Last week the former Israeli prime minister Ehud Olmert began his prison sentence, having been convicted of corruption after a years-long legal battle. Isi Leibler, who first befriended Olmert in the 1980s, reflects on the Israeli politician’s migration from the far right to the left and his fall from grace, focusing on a crucial moment in 2005:
In a shocking display of crude political opportunism, the right-wing Likud leader with a Revisionist background became, virtually overnight, Prime Minister Sharon’s most aggressive and effective proponent of the disastrous unilateral disengagement from the Gaza Strip. He was brutal and even cruel in the mocking of his former friends and allies and trivialized the forcible eviction of the Gush Katif settlements.
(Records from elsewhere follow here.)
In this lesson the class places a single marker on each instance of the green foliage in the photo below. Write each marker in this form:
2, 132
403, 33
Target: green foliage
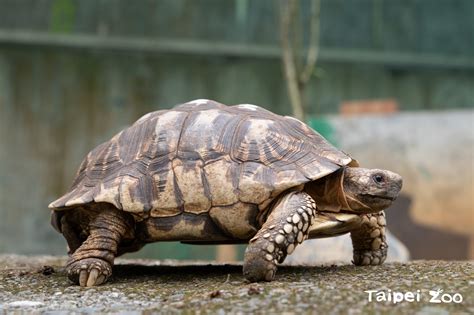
324, 127
63, 16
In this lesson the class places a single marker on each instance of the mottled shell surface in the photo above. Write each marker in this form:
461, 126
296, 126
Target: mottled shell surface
199, 156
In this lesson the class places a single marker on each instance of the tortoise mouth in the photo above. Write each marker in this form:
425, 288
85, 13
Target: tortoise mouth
379, 197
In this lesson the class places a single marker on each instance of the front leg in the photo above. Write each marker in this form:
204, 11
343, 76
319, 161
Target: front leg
369, 240
286, 227
91, 263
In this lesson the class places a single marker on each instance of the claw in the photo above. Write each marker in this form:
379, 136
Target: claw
83, 278
100, 280
93, 274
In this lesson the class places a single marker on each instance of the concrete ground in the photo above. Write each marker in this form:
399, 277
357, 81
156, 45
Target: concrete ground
38, 284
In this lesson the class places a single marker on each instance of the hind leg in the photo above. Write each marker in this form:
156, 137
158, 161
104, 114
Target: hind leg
369, 241
286, 227
91, 263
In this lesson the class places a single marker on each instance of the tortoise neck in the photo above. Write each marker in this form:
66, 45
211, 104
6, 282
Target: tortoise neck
328, 192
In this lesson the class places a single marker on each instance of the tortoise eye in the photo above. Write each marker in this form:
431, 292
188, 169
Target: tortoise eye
379, 179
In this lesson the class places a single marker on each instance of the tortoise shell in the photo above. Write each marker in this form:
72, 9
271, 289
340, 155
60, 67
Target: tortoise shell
199, 156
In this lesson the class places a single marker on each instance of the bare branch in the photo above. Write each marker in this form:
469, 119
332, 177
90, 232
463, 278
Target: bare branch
287, 14
313, 49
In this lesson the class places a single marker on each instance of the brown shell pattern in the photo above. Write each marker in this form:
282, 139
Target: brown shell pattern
200, 155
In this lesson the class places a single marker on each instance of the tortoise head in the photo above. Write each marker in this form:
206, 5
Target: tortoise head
370, 190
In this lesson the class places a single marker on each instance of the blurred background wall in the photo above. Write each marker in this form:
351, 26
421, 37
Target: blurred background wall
393, 86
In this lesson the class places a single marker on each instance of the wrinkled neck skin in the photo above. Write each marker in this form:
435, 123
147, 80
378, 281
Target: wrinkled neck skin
328, 192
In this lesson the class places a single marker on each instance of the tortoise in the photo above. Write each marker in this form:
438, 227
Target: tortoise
206, 173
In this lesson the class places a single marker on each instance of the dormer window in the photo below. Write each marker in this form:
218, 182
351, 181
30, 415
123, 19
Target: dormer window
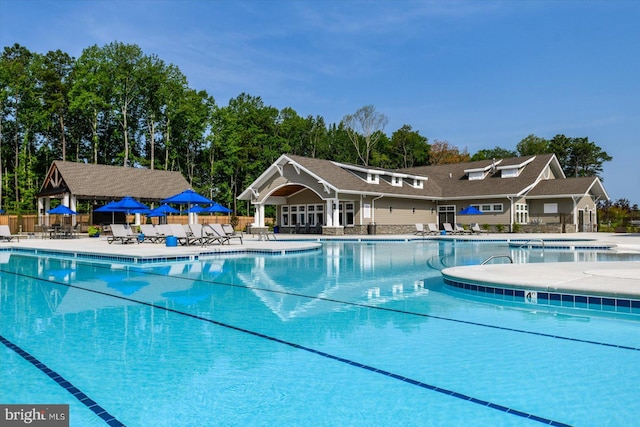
513, 170
509, 173
473, 176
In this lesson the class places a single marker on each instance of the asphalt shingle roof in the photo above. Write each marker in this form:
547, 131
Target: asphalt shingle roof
103, 182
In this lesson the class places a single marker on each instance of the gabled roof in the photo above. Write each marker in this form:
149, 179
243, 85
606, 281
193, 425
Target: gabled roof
440, 182
103, 182
569, 187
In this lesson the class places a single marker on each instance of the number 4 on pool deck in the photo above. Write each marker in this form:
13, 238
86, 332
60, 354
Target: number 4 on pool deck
34, 415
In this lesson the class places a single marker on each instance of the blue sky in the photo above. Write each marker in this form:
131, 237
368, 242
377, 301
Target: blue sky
478, 74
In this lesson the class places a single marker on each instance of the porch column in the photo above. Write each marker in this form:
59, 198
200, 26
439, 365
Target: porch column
73, 206
47, 206
258, 216
336, 214
329, 214
40, 211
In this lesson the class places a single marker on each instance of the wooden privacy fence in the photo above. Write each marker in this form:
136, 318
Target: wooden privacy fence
27, 223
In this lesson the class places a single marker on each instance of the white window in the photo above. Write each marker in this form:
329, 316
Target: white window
476, 175
509, 173
522, 213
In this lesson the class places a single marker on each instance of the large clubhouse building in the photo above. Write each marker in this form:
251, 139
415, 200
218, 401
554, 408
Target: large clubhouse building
526, 194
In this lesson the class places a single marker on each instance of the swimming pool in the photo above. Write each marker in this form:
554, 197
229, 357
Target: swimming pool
354, 334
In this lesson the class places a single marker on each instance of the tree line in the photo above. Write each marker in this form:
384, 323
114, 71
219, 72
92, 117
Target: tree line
117, 105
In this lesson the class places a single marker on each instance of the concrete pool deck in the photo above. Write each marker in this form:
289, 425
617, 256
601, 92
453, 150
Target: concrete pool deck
620, 279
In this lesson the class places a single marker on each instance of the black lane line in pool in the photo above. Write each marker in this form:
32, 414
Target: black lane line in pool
407, 380
77, 393
413, 313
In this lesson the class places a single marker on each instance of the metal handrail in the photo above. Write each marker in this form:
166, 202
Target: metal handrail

At that stage, I became one of his most fervent critics.
His subsequent trials, which culminated in his conviction and a six-year sentence reduced to 19 months—which pending another case still to be determined could be extended to 27 months—represent a shameful reflection of the abysmally low level of personal morality to which some Israeli politicians have descended. . . . On the positive side, at least it demonstrates that in Israel, nobody is above the rule of law.
Without diminishing his moral corruption, my feeling is that Olmert’s devastating role in the second Lebanon war and his groveling to the Palestinians will have a far greater negative long-term impact on Israel than the activities for which he was sentenced to jail.